Concordance in class prediction between the different platforms after calibration was nearly perfect and significantly higher after than before NRQ level IRC. While the results without IRC at first sight might seem satisfactory, it is important to consider the following. In this study, we observed similar shifts in Cq value between different genes when comparing two platforms. As this difference is depending on various parameters and in principle unpredictable, this information cannot be used a priori without proper control, this is the use of an IRC sample to measure and correct for the run-to-run differences. A simple change in e.g. baseline/threshold settings for Cq value determination or the use of a new primer pair or PCR reagent batch could completely abrogate the observed so-called systematic difference in Cq value. Another explanation for the unexpected relatively good correlation in class prediction without IRC is the use of the same patient cohort on all platforms. On the one hand, this was required to demonstrate occurrence of inter-run variation and effective removal. On the other hand, this caused each platform to be calibrated to some extent by itself. For classification purposes whereby multiple genes are incorporated in a score or classifier, this appears to work to some extent; for accurate and precise analysis of the expression levels of a single gene, clearly a universal and robust IRC procedure is needed, as outlined in this article.

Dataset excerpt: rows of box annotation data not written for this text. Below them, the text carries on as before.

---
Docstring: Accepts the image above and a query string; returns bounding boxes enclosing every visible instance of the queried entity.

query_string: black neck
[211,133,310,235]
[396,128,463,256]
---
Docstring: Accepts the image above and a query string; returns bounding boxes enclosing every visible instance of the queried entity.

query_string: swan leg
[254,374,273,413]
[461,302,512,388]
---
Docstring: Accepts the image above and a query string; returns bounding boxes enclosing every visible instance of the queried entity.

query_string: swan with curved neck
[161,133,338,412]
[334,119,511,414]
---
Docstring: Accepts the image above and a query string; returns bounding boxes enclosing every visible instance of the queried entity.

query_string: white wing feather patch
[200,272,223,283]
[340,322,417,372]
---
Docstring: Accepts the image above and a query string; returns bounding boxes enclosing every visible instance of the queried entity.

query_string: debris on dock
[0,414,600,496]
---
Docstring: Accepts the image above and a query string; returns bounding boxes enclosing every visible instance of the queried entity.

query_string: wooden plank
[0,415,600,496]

The proposed strategy employs external standards and qPCR, both of which have been extensively evaluated and are widely used. Other strategies to standardize qPCR data, such as StaRT–PCR, are based on internal standards (6
). Based on competitive PCR, StaRT–PCR is a patented technique for measuring multigene expression in samples and relies on end-point quantification. The advantage of the method is the incorporation of competitive templates into standardized mixtures of internal standards (SMIS) which allows comparison of generated data since the values are determined relative to the same standardized mixtures. Compared to our strategy, StaRT–PCR, is characterized by a more limited dynamic range of linear quantification, is more labour intensive, and is only commercially available through Gene Express. Our strategy is directly accessible to anyone by the simple ordering of the oligonucleotide sequence of interest and thus offers a high flexibility.
In conclusion, our study clearly demonstrates that the use of external oligonucleotide standards is a powerful method for accurate cross laboratory data comparison. Amongst others, it enables to test a gene signature on a single patient sample in any lab in the world and compare the results with a reference set established in another lab. The proposed strategy truly enables multicentre studies conducted at different sites, greatly advancing this field of application.